Added to this youthful struggle for acceptance, my national identity was baffling. In a nation where my ethnicity was deemed alien, I had difficulty belonging to the land I call home. Marrying a man of a different ethnicity further reinforced my sense of alienation from the normal. In 1996, this was a cultural divergence. I remember vividly a Chinese man cursing me beneath his breath and then spat on the ground to make certain that I knew that he hated me as I walked down the street with my husband.
Over the years, I have come to understand that the sense of rejection is the shared pain of humanity.
Jesus in becoming human shared our pain of rejection.
He who created the world did not belong either. They crucified Him on the cross not for His sins, but for His perfection.
And if we crucified He who was perfect, would we not “crucify” each other? If He who was perfect was rejected, should we who are imperfect be surprised at our rejection? Should we think it’s strange that we are so often not fully understood, or completely embraced?
Yet over 25 years of ministry taught me that many believers spend too much energy and time trying to figure out their rejection, as if they are mysteries to be solved. The inability to find justifiable answers often trapped them in the upheaval of pain.
There are really no good answers to rejection.
There are no easy answers to why we don’t feel more belong.
We live in a world driven largely by deep fear, unmasked pride, and insatiable greed. Mutual acceptance is not exactly our strong point.
Do not our history, our books, our songs, our movies testify to this continuously? Does not the popular social media scream this loud enough? No one deserves full acceptance! That is the way with the world.
For different reasons, no one truly belongs.
I understand that we seek to belong truly, deeply, meaningfully to the people who matter to us, and to our vision of the ideal world.
I have lost count of the endless people sitting opposite me narrating that familiar pain. I am constantly concerned for younger people who think of their pain as unique, who find it unbearable, and who seek escape through self-harm.

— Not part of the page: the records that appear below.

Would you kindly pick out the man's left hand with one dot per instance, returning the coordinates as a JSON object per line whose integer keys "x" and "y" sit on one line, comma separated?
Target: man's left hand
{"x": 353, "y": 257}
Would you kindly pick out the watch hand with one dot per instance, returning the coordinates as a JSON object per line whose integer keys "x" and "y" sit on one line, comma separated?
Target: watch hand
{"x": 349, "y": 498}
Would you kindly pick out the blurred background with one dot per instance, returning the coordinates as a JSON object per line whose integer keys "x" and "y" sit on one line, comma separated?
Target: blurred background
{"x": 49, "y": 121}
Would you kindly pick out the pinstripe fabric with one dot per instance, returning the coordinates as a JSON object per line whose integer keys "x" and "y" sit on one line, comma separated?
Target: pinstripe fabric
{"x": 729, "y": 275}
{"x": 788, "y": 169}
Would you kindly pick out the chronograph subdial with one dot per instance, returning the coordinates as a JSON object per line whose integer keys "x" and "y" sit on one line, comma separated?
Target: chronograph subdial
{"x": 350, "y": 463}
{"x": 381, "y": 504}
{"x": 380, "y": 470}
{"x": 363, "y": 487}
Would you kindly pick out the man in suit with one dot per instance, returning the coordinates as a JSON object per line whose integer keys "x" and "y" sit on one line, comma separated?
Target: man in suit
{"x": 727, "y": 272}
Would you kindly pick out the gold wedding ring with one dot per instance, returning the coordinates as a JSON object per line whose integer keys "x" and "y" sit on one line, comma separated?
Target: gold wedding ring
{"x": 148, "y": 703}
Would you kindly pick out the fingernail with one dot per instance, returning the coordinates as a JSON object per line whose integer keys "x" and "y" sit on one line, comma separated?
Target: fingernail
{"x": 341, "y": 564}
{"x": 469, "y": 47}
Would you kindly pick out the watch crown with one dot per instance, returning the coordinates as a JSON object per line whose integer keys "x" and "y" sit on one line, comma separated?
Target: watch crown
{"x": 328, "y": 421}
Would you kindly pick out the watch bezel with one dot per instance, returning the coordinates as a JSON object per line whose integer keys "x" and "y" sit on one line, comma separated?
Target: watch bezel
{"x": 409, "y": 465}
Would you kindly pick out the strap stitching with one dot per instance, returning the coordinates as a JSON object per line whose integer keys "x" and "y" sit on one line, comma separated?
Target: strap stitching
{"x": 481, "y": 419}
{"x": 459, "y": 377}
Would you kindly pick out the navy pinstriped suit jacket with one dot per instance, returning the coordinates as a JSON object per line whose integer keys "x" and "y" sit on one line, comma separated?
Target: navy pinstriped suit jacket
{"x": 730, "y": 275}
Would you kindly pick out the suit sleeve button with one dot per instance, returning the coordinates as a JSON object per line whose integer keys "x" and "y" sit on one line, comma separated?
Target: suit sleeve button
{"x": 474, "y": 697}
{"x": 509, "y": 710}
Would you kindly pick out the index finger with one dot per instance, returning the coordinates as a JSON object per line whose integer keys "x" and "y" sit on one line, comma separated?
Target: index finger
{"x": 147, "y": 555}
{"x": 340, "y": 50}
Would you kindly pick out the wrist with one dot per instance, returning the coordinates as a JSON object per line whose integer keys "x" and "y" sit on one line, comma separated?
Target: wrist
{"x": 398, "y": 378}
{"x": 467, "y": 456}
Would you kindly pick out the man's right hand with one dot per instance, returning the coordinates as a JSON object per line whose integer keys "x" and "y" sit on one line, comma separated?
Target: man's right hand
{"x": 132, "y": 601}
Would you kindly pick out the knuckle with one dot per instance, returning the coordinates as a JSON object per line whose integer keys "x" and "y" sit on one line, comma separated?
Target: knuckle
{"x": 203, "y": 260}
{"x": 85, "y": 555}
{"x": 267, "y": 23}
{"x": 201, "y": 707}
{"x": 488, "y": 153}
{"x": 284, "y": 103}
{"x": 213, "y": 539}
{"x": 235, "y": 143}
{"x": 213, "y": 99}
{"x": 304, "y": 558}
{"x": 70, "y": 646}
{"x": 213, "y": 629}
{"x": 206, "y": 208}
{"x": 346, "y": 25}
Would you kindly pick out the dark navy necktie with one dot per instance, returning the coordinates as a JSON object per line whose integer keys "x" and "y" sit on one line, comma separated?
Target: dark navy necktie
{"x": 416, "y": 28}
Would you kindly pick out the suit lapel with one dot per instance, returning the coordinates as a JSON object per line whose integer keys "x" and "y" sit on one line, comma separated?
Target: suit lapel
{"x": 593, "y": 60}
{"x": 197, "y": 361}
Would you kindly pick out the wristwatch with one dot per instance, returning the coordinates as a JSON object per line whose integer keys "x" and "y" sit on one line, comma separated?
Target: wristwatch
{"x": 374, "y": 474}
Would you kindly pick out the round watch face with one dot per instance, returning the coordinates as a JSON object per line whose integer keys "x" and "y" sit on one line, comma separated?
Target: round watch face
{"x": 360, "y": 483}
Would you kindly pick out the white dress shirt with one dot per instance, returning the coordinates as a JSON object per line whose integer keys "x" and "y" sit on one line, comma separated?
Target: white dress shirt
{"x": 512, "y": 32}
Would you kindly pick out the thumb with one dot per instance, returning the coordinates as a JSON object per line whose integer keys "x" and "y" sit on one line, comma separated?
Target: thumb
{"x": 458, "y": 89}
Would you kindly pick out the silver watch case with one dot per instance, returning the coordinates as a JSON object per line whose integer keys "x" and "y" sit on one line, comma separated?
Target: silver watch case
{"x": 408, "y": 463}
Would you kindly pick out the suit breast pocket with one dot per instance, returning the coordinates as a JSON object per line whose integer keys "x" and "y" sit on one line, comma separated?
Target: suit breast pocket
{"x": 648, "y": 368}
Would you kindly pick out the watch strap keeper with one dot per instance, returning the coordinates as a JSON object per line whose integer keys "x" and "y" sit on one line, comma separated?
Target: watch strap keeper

It is not that the people around us are broken, it is that we too are broken. We too are triggered by our flawed perceptions and emotions. Our brokenness leaves gaps in our hearts that can never be fully closed. Our healing remains incomplete no matter how much time and energy we spend dressing our wounds.
I want to shout from the mountaintop that instead of looking to the world to belong, we need to look to Jesus.
Jesus alone offers us unconditional love and full acceptance.
My discovery that Jesus loves me unconditionally and accepts me fully leads me down the path of making peace with not belonging. In surrendering to God, I found that I have always been accepted and loved by the people who matter. I was not “unusual” after all. My struggle to belong speaks mostly of my own brokenness. I didn’t understand that imperfect acceptance was the best that imperfect people could give.
That is the path that all of us as believers have. If we would take this journey of discovering God’s elaborate love, we would discover that we need not fully belong to the world because we fully belong to God.
The World Is Not Our Final Home.
It is transitory. No land, relationship or vocation is our final home.
Let us not allow our pain of rejection to harm us. Let us not sit in our room alone and grieve, let us not numb our hearts and minds with alcohol or pills, let us not cut ourselves to still our inner demons. Instead, let us throw ourselves into the safe embrace of our Lord and let us spend more time laughing with people who do accept us, albeit imperfectly.
Ironically, at the moment when Jesus was to be completely abandoned by those closest to Him, He promises us peace. Dearly beloved of God, we will do well to surrender to His peace and choose happiness in our sojourn here.